Re: The Cent & Florin Signs VS. C-Slash & Left-Tailed F

From: Peter Constable (peter_constable@sil.org)
Date: Wed Jan 19 2000 - 15:46:03 EST


>F-hook should also be representable with U+0066 LATIN SMALL
       LETTER F followed by (I'm guessing here) U+0321 COMBINING
       PALATALIZED HOOK BELOW. [If I'm wrong, then that'd explain why
       f-hook is separately encoded and doesn't have a canonical
       decomposition.] I wonder if you'd get a different glyph from
       the florin sign with some fonts by using this combination
       instead of U+0192.

       U+0192 doesn't have a decomposition, as you've noted, and so
       U+0066 U+0321 *can not* be used to represent this.

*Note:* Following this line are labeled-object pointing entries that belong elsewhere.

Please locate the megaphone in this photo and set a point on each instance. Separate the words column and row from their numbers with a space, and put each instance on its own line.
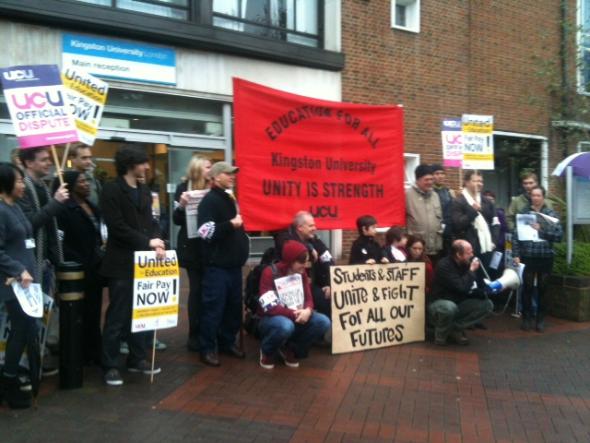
column 508, row 280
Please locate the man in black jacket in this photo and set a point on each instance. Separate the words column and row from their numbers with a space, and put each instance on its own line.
column 126, row 205
column 303, row 230
column 458, row 301
column 225, row 250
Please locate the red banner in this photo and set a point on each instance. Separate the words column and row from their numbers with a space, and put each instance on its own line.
column 336, row 160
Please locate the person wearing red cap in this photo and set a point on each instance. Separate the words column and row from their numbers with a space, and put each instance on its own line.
column 286, row 329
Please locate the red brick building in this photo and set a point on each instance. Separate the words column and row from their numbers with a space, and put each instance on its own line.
column 447, row 58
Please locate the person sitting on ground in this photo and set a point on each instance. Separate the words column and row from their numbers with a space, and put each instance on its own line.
column 396, row 240
column 416, row 248
column 457, row 301
column 365, row 250
column 288, row 331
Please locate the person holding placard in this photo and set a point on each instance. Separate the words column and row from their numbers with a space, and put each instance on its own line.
column 188, row 195
column 17, row 262
column 289, row 325
column 126, row 205
column 537, row 257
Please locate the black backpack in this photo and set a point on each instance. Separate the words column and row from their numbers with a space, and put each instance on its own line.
column 252, row 291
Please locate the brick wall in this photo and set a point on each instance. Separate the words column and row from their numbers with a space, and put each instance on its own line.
column 477, row 56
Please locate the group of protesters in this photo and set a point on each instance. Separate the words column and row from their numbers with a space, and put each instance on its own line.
column 100, row 226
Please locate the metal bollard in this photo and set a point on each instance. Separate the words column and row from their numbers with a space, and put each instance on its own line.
column 70, row 289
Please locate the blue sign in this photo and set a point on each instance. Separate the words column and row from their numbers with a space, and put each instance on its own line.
column 119, row 59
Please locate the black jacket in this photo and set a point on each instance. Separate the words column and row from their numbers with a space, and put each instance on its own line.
column 320, row 267
column 130, row 226
column 453, row 281
column 463, row 214
column 223, row 245
column 190, row 253
column 363, row 249
column 82, row 241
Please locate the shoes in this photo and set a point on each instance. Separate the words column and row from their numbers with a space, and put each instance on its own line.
column 11, row 393
column 234, row 351
column 288, row 357
column 49, row 370
column 210, row 359
column 193, row 345
column 458, row 337
column 113, row 378
column 266, row 362
column 161, row 346
column 124, row 348
column 144, row 367
column 526, row 324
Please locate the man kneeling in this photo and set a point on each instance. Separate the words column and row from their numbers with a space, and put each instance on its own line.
column 288, row 325
column 457, row 301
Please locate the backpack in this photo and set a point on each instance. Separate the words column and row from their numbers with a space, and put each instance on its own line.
column 252, row 291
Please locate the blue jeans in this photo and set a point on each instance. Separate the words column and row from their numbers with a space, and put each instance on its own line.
column 277, row 331
column 221, row 308
column 447, row 316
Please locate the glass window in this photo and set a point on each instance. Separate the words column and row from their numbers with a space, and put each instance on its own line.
column 584, row 49
column 405, row 14
column 177, row 9
column 296, row 21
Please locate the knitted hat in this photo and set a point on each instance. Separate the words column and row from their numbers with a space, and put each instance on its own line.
column 292, row 250
column 422, row 170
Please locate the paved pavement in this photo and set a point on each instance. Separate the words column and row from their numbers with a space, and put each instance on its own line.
column 506, row 386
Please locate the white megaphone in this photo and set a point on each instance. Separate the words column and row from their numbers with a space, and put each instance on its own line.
column 508, row 280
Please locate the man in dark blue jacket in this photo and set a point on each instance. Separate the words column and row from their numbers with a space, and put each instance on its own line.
column 225, row 250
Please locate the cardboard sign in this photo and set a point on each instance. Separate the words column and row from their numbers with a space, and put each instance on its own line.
column 5, row 330
column 478, row 142
column 87, row 96
column 335, row 160
column 38, row 105
column 375, row 306
column 156, row 290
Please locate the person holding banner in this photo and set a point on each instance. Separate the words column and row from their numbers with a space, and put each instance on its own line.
column 424, row 212
column 17, row 262
column 188, row 244
column 303, row 230
column 457, row 301
column 81, row 223
column 288, row 329
column 537, row 257
column 126, row 204
column 225, row 250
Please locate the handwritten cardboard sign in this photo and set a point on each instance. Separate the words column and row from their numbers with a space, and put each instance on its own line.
column 375, row 306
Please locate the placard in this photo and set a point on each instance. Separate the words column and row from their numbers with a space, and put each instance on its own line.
column 38, row 105
column 156, row 290
column 87, row 96
column 375, row 306
column 478, row 142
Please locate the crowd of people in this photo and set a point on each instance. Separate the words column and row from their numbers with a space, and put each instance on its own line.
column 100, row 226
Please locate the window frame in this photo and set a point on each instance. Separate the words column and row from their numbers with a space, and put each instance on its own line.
column 412, row 15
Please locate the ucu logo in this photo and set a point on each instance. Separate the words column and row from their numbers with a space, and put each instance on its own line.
column 38, row 100
column 19, row 74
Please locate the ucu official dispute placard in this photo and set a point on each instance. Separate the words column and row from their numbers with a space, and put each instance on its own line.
column 38, row 105
column 336, row 160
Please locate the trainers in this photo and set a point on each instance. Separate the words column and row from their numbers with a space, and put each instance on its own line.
column 124, row 348
column 144, row 367
column 288, row 357
column 266, row 362
column 113, row 378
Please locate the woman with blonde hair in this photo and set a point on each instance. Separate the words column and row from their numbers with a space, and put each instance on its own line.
column 187, row 197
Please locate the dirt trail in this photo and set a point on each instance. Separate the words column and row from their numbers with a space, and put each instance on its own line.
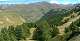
column 62, row 27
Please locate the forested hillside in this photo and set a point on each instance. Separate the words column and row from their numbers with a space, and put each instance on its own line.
column 54, row 24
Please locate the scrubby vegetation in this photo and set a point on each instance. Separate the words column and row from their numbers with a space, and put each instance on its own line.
column 46, row 28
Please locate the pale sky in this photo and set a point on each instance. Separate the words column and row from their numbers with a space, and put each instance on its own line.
column 33, row 1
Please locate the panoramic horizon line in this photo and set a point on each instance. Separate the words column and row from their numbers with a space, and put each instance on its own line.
column 24, row 2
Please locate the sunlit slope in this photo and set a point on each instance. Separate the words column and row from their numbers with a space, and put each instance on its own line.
column 10, row 18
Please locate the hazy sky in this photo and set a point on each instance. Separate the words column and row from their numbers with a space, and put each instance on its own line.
column 33, row 1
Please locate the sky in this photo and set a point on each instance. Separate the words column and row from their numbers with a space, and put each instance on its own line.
column 33, row 1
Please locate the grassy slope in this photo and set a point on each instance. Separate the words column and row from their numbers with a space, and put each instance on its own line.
column 10, row 18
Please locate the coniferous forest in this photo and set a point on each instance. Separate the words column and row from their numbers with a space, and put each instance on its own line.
column 55, row 25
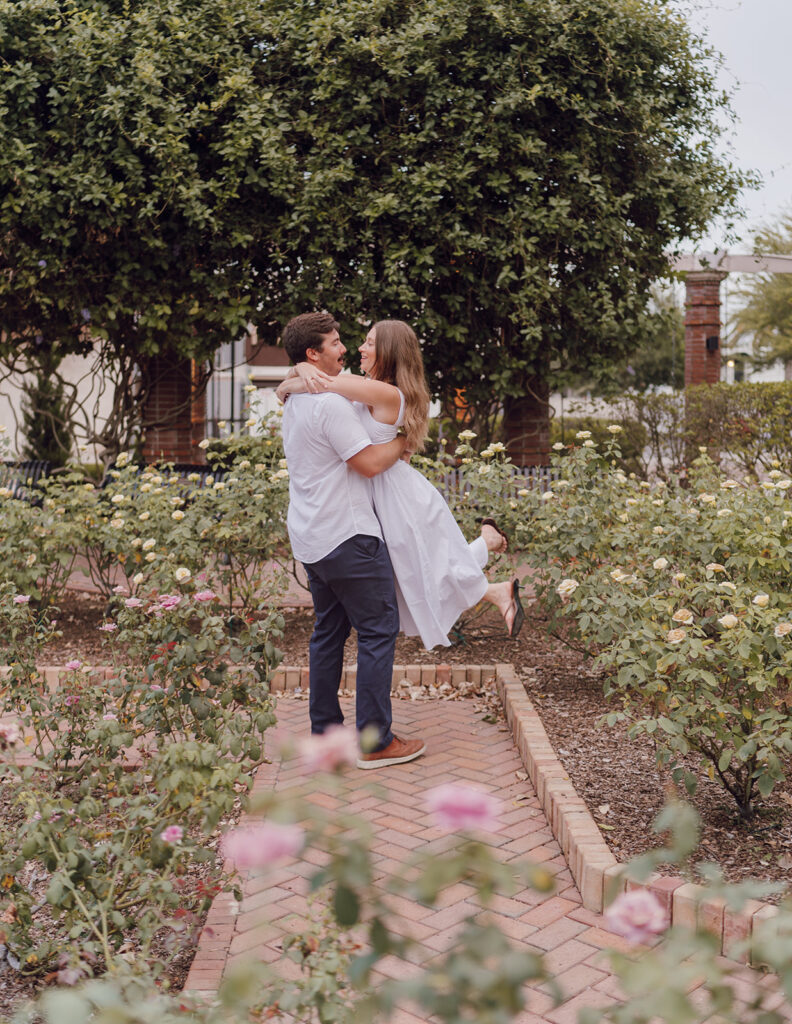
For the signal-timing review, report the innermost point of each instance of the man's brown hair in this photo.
(305, 332)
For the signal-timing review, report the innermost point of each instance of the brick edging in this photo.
(596, 871)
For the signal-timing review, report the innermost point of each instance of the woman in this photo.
(438, 573)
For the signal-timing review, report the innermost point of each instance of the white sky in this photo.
(754, 37)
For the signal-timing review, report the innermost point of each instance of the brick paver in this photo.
(462, 748)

>At any rate, to me the big argument in favor of adding a
       "florin sign" character to the standard would be if the glyph
       shapes for these two characters aren't always identical. Is
       that true, and if so, how do they differ?

       There is another possible argument: differing semantics. U+0192
       has general category Ll (lowercase letter) with a(n
       informative) case mapping to U+0191, and a bidi category of L
       (strong LTR). In constrast, currency symbols generally have
       general category Sc, no case mapping, and a bidi category of Et
       (European number terminator, a "weak" category). If they remain
       unified, then implementers would face problems with knowing
       what to do about case mapping or bidi behaviour. (I'm guessing
       that the current situation is that implementers generally
       assume this is primarily used as florin and give it behaviour
       accordingly, in spite of the defined properties.)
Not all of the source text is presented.